Annuities as an RMD answer: Navigating potential pitfallsBlog added by William H. Byrnes, Esq. on August 2, 2016
William Byrnes

William H. Byrnes, Esq.

Joined: January 16, 2014

Co-written by Robert Bloink

While many advisors have counseled against purchasing an annuity with IRA funds in the past, in today’s post-recession world, there are a variety of valid reasons why a client may be interested in the annuity-within-an-IRA strategy. However, as with any retirement income planning strategy, the pitfalls associated with a poorly executed annuity purchase strategy can cause unnecessary expenses and disappointment down the road.

This is especially true if the client is planning to use the annuity as a tool for simplifying his or her IRA required minimum distribution (RMD) obligations. Because a separate set of rules governs each individual type of annuity that may be held within an IRA for RMD purposes, it is important that the advisor carefully examine the proposed annuity purchase in light of the client’s goals in order to ensure not only that the RMD rules are followed, but also that those goals are furthered.

The Annuity Impact on RMD Rules

In general, a client may hold either an immediate or deferred annuity within his or her IRA. An immediate annuity allows the client to begin receiving annuity payments immediately (or very shortly after the contract is purchased). Once annuitized, the value of these types of annuities are excluded from the value of the IRA for purposes of calculating the RMDs for the non-annuity IRA assets.

Importantly, the client should be advised that he or she will be required to calculate RMDs on those non-annuity assets held within the IRA even though he or she is receiving annuity payments.

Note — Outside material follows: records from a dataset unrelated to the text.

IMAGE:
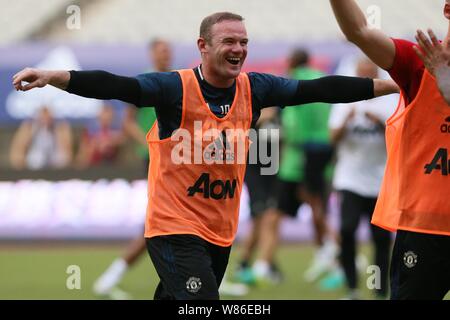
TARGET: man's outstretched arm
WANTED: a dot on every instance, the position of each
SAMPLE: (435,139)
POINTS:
(342,89)
(353,23)
(90,84)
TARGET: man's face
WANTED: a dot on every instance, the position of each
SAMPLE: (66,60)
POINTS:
(227,50)
(447,9)
(161,56)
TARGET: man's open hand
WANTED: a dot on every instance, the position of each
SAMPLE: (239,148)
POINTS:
(37,78)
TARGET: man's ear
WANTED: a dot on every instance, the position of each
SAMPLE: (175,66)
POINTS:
(201,44)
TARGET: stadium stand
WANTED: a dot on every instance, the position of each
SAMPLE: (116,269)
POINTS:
(135,21)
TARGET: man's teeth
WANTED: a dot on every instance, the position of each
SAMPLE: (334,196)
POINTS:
(234,60)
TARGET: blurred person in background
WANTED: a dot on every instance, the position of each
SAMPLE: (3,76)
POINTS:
(189,227)
(136,124)
(357,131)
(261,191)
(306,153)
(42,143)
(100,144)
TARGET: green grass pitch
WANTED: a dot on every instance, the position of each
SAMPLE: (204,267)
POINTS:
(38,272)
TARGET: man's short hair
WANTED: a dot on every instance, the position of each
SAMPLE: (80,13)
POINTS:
(209,21)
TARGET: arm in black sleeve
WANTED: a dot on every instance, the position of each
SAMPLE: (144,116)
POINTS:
(334,89)
(105,86)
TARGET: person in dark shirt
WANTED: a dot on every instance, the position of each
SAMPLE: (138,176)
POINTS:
(193,208)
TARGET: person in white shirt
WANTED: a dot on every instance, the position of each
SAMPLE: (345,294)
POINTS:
(357,130)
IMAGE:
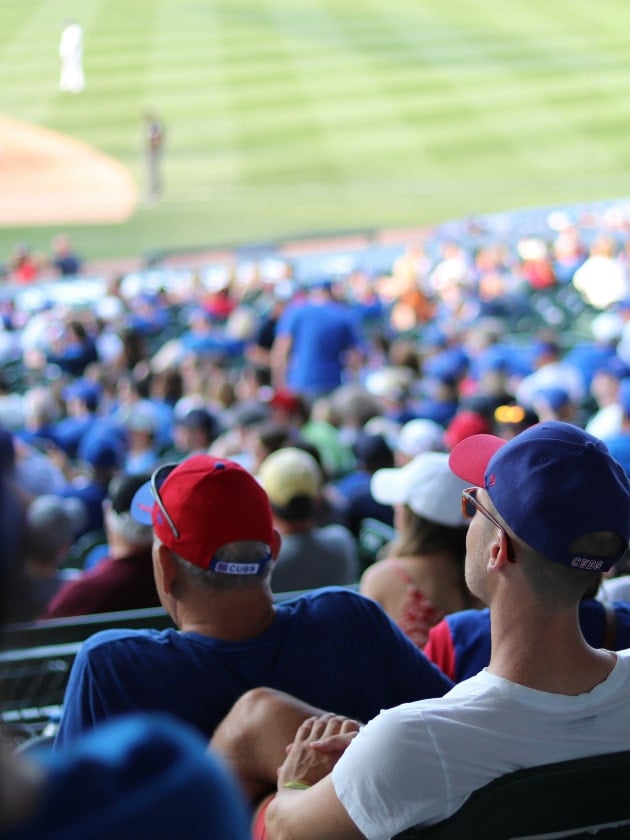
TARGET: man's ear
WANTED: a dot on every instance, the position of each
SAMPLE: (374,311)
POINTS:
(500,551)
(275,546)
(167,567)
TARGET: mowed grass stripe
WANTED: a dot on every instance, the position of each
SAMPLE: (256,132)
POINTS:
(286,117)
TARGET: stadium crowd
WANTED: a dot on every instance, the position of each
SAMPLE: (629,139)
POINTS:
(322,406)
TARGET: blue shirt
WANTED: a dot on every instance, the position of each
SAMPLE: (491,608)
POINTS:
(332,648)
(460,643)
(320,335)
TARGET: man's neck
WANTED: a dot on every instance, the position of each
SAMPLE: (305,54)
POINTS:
(232,616)
(546,652)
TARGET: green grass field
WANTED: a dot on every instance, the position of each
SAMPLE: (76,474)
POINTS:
(293,116)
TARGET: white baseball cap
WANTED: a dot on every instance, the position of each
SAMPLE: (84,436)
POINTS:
(427,485)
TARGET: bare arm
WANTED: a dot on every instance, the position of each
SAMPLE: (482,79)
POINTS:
(314,813)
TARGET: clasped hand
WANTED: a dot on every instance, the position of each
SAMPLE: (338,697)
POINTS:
(316,748)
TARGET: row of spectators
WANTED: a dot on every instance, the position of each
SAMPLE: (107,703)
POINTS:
(357,373)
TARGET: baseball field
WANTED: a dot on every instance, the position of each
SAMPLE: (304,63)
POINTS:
(286,117)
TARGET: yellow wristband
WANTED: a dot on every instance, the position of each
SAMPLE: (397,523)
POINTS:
(296,785)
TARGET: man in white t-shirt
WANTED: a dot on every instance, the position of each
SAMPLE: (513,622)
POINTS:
(550,510)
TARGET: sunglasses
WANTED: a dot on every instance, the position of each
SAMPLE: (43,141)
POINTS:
(470,505)
(157,480)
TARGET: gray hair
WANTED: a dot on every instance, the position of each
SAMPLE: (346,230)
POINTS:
(123,525)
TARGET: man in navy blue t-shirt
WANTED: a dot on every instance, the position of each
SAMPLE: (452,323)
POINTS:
(214,548)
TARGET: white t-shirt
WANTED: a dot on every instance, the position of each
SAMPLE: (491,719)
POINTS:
(417,763)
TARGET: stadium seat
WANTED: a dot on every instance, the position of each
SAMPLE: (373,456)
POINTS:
(581,798)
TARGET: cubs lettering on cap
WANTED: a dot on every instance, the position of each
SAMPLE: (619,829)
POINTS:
(552,484)
(212,502)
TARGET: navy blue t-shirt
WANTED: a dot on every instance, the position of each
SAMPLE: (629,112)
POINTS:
(332,648)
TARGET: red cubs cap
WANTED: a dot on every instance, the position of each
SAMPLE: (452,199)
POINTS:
(202,504)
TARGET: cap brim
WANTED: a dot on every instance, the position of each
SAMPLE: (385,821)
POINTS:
(142,504)
(470,457)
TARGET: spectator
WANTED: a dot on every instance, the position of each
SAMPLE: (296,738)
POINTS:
(214,548)
(460,644)
(373,453)
(142,424)
(52,524)
(66,261)
(417,436)
(195,431)
(101,457)
(82,398)
(123,578)
(144,773)
(550,512)
(550,371)
(619,443)
(136,775)
(309,556)
(421,577)
(316,343)
(605,420)
(74,349)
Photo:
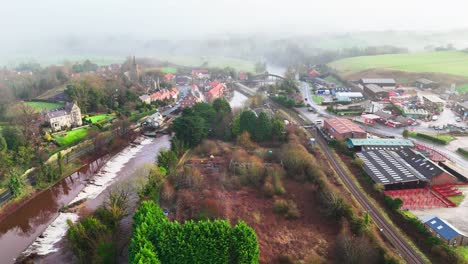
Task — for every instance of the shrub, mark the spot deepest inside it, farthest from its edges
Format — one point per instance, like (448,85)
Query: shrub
(160,241)
(287,208)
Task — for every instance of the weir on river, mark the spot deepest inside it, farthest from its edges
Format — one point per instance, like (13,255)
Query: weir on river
(38,225)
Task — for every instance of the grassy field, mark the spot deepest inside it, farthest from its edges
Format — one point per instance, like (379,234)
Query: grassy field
(462,88)
(318,99)
(69,137)
(448,62)
(209,61)
(97,118)
(463,251)
(42,106)
(457,199)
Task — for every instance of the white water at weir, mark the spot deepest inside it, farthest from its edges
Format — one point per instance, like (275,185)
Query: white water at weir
(45,243)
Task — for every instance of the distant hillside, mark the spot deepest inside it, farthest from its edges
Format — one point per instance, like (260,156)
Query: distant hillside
(445,62)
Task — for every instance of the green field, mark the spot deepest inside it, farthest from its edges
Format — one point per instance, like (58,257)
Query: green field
(209,61)
(318,99)
(463,251)
(462,88)
(44,106)
(70,137)
(448,62)
(98,118)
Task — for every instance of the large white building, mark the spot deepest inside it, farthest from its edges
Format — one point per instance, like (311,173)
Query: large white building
(69,116)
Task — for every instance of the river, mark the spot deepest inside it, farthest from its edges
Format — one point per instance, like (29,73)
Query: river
(38,226)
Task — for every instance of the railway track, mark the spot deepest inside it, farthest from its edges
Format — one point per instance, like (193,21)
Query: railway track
(405,250)
(402,247)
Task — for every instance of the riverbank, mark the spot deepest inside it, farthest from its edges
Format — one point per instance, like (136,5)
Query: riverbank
(49,245)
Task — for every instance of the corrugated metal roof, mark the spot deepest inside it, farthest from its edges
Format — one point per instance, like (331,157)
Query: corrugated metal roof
(355,142)
(378,80)
(442,228)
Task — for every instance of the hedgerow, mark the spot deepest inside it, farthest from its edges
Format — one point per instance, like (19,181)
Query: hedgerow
(158,240)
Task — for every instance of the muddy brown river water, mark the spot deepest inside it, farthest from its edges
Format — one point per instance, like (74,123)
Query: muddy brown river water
(38,226)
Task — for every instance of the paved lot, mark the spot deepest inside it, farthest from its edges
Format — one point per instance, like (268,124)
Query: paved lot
(458,216)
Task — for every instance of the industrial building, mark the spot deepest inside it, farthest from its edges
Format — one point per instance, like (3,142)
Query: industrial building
(376,92)
(349,96)
(415,113)
(425,84)
(358,143)
(399,167)
(433,101)
(445,231)
(340,128)
(382,82)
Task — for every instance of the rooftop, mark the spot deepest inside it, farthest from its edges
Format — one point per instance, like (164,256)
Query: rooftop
(424,81)
(342,125)
(433,98)
(408,111)
(349,94)
(378,81)
(444,229)
(375,88)
(355,142)
(385,166)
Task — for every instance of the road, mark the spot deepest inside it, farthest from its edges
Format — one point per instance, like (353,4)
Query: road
(383,130)
(402,247)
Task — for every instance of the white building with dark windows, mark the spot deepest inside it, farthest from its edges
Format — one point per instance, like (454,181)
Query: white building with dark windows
(62,118)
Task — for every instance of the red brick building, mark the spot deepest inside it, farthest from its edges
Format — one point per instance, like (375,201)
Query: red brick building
(341,128)
(216,91)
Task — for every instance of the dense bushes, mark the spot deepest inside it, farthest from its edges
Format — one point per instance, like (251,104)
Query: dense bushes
(157,240)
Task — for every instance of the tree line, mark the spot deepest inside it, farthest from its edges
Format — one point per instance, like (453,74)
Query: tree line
(157,240)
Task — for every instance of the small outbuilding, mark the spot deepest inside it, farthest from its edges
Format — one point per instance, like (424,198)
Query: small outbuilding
(445,231)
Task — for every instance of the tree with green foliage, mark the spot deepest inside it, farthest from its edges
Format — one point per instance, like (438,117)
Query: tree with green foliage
(192,242)
(248,122)
(277,129)
(260,67)
(405,133)
(3,144)
(86,237)
(221,106)
(13,137)
(15,183)
(263,128)
(167,159)
(190,129)
(156,179)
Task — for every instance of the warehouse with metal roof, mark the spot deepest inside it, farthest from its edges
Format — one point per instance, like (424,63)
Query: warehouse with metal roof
(394,166)
(357,143)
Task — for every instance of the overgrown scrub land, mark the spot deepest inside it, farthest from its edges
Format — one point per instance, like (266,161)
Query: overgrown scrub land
(447,62)
(241,167)
(158,240)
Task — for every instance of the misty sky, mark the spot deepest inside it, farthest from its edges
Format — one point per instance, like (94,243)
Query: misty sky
(32,19)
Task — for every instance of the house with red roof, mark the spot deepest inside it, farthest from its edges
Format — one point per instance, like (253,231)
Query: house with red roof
(200,73)
(216,91)
(165,95)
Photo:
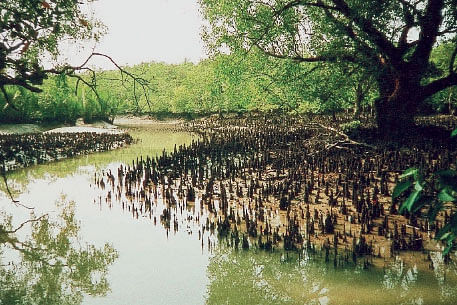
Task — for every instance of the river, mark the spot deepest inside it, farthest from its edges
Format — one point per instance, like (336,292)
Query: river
(159,267)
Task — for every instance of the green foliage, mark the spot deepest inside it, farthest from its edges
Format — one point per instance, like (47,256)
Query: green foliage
(351,127)
(371,39)
(32,29)
(433,192)
(54,267)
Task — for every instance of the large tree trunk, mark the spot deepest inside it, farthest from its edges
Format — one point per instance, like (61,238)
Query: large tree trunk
(400,96)
(392,117)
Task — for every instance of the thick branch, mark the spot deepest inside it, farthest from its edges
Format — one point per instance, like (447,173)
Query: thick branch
(322,58)
(430,25)
(367,26)
(452,61)
(439,84)
(304,3)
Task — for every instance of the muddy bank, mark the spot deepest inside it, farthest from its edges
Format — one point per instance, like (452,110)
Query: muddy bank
(22,145)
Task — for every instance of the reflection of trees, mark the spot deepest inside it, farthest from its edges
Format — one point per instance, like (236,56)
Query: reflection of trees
(51,265)
(250,277)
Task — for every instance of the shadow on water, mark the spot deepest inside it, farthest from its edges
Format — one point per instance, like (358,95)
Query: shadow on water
(132,212)
(43,260)
(258,277)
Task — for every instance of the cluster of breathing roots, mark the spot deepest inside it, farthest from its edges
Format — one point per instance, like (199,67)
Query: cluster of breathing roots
(281,183)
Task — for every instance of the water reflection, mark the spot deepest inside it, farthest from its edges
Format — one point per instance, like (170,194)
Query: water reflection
(167,263)
(43,260)
(250,277)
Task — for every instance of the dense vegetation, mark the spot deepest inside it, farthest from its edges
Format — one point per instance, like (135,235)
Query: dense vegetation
(238,82)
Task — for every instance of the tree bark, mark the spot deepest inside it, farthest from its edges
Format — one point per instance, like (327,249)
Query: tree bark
(400,96)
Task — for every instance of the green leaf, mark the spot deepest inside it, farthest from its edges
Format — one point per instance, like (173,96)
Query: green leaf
(454,133)
(418,187)
(444,196)
(448,248)
(445,235)
(408,204)
(400,188)
(446,172)
(434,210)
(423,200)
(443,231)
(409,172)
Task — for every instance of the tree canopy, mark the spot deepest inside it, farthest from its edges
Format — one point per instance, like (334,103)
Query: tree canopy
(32,29)
(391,40)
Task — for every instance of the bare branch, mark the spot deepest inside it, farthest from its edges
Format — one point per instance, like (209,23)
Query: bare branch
(304,3)
(430,25)
(452,61)
(26,222)
(367,26)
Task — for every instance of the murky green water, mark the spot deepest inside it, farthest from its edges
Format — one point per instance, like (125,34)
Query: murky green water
(158,268)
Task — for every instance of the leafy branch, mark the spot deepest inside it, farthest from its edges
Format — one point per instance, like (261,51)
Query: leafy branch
(434,191)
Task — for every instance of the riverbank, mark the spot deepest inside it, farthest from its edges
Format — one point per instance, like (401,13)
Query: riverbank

It is also important to note that immediate annuities purchased within an IRA must provide that payments will begin no later than when the client reaches 70 ½, and the minimum guarantee term generally must end around the time the client reaches age 96.

On the other hand, the fair market value of a non-annuitized deferred annuity that is held within an IRA is included in the value of the account (as of the end of the prior year) in computing RMDs for the year.

Fair market value can be difficult to discern in some cases because it must take into consideration both the purchase price and, in some cases, applicable minimum guarantees. Additional benefits offered through riders can also add value, and calculating the value of these benefits can become complicated. In general, it is advisable that clients obtain a calculation of the fair market value of a deferred annuity from the insurance company that sold the contract.

Qualified longevity annuity contracts (QLACs) are deferred annuities that satisfy specific IRA-mandated criteria, and are subject to an entirely different set of rules than traditional deferred annuities. Within statutorily prescribed limits, the value of these annuities is excluded from the IRA account value in determining RMDs in order to encourage the purchase of deferred annuities within retirement accounts.

Why Purchase an IRA Annuity?

Immediate annuities that are held within an IRA can help to simplify the client’s financial life because they usually comply with the RMD rules automatically — payments are determined in the same way that the RMD itself is calculated, using a formula based on the life expectancy of the client and the amount invested.

Further, the income generated from the annuity can help maximize the investment performance of other IRA assets. While a cash RMD is required each year after the client turns 70½ regardless of general market conditions, it is important to remember that IRA assets may be invested in a variety of holdings, including securities and funds that will fluctuate with the equity markets.

Unfortunately, the RMD requirements may, depending on market performance, cause clients to miss out on market upswings by requiring the liquidation of appreciating IRA assets in order to satisfy RMDs (the same problem arises when the client needs funds in excess of the RMD to cover basic living costs). Using a fixed income annuity can help minimize this risk because the payments are fixed in advance.

Importantly, annuities held within IRAs continue to offer many of the income guarantee benefits that client look for in annuities generally — providing a level of stability to the IRA performance which can be especially important if the bulk of the client’s retirement assets are contained within the IRA, so that he or she may not have the option of purchasing an annuity with non-IRA funds.

Conclusion

Annuitizing a portion of a client’s IRA can help simplify that client’s retirement income planning to a certain extent — but it also presents its own set of complications that must be understood in order to properly execute such a strategy.